In the USA brachytherapy has been used for the following cancers:

  • Prostate cancer
  • Breast cancer
  • Lung cancer
  • Ovarian and endometrial cancers
  • Oesophageal cancer

It is claimed that this treatment allows higher doses of radiotherapy to be delivered to a specific tumour resulting in shorter treatment times, and that it will cause fewer side-effects than the typical external beam radiotherapy. 

It is claimed that ‘side-effects are confined to the localised region of the tumour and tenderness and swelling are possible’. 

Why is it controversial?

Brachytherapy was first approved by the FDA in America in 2002 and, despite the hype, is an alternative cancer therapy to traditional radiotherapy. Ten years on, whilst many oncologists make claims about its performance, there simply is little research to support the claims, especially over the longer-term. Yet its usage in breast cancer treatment in the USA is steadily growing. Overall, some 15 per cent of women in America choose this as their preferred form of radiotherapy for breast cancer. In some localised regions this figure can be as high as 70 per cent.

However - PLEASE NOTE - Some American oncologists are urging caution; others actually claim that it does not work as well as traditional radiotherapy, and have limited research to back up this view. There are no long-term phase III clinical trials (a ‘reason’ often used by ‘skeptics’ against many alternative cancer treatments).

Equally, critics claim there are no meaningful studies on safety and side-effects over the long-term. Ten years on, this is what Yale School of Medicine had to say in October 2012, following their research:

"The breast cancer treatment brachytherapy — heralded for its low complication rates — actually results in more complications than whole-breast radiation one year after treatment" (October 2012; Journal of Clinical Oncology).

The standard treatment for older women with early stage breast cancer includes breast-conserving surgery, typically followed by radiation therapy to reduce the risk of breast cancer recurrence. Rather than irradiating larger areas of the breast, as in whole breast irradiation, brachytherapy temporarily implants radiation sources in catheters within the surgical site. This technique delivers larger and fewer radiation doses directly to the breast tissue, which results in a shortened treatment time and, proponents of the therapy believe, decreased toxicity to surrounding healthy tissue.

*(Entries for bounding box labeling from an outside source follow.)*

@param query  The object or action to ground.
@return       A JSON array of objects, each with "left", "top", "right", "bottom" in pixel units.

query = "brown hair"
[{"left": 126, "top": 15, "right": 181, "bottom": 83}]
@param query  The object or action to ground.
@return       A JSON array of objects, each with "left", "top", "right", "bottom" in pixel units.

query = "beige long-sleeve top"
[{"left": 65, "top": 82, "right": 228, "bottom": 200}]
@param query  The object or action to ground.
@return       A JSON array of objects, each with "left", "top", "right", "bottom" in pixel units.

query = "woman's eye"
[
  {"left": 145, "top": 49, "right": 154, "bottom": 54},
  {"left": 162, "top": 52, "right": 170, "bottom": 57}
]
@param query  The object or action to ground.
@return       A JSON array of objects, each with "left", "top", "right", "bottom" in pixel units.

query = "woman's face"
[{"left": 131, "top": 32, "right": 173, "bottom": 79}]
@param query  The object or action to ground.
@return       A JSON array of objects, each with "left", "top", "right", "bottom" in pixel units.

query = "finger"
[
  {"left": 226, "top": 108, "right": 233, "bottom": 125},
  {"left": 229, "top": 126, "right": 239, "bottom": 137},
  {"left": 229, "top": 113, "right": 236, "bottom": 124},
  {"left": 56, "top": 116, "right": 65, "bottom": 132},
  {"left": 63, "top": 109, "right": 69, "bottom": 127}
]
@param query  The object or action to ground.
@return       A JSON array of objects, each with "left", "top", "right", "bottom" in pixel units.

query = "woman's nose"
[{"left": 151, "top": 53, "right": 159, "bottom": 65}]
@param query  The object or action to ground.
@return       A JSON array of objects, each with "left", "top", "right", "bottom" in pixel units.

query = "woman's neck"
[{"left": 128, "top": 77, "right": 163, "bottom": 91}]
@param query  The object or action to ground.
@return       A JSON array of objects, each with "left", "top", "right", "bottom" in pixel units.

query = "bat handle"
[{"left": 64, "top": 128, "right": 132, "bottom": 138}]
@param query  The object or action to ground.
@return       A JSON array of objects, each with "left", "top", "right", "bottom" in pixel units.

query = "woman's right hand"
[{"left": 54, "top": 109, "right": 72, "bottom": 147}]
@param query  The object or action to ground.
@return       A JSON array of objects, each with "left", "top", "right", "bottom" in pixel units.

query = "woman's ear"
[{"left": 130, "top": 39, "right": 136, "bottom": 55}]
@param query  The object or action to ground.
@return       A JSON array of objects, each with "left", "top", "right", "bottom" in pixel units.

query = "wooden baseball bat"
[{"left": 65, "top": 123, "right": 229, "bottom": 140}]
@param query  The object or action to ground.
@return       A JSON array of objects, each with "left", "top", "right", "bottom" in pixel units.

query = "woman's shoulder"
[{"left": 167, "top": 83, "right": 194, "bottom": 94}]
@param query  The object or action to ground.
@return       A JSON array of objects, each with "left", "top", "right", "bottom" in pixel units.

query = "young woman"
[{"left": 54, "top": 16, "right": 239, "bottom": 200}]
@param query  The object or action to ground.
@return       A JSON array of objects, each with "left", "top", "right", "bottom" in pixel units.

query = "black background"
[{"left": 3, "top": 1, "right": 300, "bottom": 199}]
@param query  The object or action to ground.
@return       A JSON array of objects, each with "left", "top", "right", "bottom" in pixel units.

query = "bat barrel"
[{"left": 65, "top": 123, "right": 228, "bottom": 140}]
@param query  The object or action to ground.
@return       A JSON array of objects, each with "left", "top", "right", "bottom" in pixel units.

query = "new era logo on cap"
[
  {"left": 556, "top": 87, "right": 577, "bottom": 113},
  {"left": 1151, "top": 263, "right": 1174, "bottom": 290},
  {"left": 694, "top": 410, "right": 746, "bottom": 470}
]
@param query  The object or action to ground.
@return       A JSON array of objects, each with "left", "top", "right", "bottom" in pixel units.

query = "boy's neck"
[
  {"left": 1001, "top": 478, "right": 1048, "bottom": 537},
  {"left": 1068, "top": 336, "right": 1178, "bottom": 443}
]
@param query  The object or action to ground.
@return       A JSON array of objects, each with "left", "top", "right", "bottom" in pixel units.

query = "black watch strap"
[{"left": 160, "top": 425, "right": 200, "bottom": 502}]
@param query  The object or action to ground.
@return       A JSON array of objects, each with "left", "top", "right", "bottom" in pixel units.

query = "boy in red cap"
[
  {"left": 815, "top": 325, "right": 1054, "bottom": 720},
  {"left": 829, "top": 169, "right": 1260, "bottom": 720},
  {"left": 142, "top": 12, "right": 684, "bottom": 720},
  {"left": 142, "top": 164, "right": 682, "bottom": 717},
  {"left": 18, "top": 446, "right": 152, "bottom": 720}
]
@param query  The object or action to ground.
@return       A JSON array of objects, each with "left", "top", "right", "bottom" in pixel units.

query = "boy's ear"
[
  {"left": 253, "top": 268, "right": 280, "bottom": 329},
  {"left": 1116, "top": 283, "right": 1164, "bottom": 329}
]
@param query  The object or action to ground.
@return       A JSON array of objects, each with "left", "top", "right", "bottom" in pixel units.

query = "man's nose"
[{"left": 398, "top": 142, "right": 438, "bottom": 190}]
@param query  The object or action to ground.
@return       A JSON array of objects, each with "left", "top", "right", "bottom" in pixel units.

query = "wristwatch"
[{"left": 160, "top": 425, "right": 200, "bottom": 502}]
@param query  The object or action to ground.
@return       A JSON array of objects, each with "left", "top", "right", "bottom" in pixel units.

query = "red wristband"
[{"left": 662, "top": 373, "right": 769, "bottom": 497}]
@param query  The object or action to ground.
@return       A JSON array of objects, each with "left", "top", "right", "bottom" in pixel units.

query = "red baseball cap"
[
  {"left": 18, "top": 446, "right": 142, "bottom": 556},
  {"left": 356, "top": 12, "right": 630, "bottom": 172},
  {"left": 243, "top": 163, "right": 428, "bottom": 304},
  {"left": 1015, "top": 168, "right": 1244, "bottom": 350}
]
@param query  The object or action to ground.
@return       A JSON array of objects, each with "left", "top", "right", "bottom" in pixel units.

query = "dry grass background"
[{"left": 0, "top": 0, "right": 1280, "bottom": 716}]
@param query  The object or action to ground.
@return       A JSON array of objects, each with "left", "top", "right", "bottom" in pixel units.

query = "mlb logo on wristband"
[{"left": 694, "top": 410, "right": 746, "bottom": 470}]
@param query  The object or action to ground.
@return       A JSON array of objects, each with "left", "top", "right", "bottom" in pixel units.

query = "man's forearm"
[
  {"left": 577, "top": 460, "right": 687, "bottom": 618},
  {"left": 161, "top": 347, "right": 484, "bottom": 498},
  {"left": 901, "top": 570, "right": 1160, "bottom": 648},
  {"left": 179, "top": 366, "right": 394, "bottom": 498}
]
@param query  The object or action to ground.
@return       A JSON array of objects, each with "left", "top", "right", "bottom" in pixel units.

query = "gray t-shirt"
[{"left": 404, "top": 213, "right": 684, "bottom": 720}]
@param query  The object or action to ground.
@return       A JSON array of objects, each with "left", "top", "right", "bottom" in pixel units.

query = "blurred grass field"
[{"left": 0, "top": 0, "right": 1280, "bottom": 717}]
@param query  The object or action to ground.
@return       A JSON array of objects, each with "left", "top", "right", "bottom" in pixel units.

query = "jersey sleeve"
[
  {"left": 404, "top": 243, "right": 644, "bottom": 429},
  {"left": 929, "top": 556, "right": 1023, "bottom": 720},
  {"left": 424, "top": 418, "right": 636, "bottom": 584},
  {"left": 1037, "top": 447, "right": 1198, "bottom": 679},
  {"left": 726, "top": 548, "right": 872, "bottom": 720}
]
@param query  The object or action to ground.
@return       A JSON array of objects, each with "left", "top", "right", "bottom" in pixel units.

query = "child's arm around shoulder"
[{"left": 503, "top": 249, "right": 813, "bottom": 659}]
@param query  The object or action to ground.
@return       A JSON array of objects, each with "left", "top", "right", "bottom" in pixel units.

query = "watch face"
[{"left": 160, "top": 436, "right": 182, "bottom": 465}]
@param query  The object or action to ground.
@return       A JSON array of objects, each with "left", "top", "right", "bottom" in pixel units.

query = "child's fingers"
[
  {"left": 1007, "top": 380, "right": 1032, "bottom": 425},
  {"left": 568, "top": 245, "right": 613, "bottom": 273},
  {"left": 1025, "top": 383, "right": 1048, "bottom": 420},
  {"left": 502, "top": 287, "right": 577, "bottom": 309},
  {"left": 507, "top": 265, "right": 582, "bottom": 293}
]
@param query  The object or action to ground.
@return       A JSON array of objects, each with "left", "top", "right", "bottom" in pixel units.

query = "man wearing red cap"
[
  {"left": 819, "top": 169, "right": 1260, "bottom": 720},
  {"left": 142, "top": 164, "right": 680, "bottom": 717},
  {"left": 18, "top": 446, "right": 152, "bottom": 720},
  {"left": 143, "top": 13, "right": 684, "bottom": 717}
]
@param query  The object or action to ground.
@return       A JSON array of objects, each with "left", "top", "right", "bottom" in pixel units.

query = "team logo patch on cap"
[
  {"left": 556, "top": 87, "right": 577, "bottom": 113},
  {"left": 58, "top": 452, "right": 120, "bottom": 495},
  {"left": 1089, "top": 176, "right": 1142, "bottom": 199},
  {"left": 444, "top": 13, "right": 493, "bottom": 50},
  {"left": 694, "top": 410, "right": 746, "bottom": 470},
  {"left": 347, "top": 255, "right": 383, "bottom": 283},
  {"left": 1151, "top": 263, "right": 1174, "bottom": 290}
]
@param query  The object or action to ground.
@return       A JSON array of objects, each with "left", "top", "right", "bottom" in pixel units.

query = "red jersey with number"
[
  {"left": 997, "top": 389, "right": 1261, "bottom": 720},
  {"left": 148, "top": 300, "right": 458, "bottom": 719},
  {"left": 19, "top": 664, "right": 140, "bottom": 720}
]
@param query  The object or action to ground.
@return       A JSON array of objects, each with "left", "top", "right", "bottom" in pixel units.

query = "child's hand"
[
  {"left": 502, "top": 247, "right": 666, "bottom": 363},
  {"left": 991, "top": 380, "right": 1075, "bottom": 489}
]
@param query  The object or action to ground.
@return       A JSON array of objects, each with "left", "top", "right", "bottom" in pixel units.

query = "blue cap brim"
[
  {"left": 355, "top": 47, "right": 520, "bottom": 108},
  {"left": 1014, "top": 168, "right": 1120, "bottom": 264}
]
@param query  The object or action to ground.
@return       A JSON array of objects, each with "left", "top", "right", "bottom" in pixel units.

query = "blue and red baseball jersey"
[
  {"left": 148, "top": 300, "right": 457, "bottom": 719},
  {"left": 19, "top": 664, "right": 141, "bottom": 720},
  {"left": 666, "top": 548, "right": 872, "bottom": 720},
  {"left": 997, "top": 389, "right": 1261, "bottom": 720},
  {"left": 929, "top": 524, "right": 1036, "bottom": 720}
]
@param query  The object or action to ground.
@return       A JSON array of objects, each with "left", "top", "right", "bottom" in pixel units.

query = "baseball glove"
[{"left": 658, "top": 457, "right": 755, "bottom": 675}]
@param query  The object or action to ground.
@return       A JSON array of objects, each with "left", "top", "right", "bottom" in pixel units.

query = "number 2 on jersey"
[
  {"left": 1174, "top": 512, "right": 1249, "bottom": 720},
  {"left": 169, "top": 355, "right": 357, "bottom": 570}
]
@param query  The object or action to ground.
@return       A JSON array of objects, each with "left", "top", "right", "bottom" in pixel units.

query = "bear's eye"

“This treatment method seems ideal in theory, but we found it concerning that such an important clinical decision that affects so many women was being made on the basis of theory, rather than scientific evidence,” said the study’s lead author Dr. Cary P. Gross, associate professor of internal medicine at Yale School of Medicine. 

The team found that the use of brachytherapy was associated with a 16.9% higher rate of wound and skin complications in the year after treatment compared to whole breast irradiation. There was no significant difference in the rate of deep tissue or bone complications between the two treatments. The research was funded by the NCI. 

Precautions

Hospitals may recommend the following precautions for prostate patient usage:

* Prostate cancer should not allow children to sit on their lap, nor cuddle pregnant women.

* Sexual intercourse should be avoided for up to a month and a condom should be used to avoid the slight possibility of a seed passing to the female in the sperm.
You may also ring alarm bells in airports!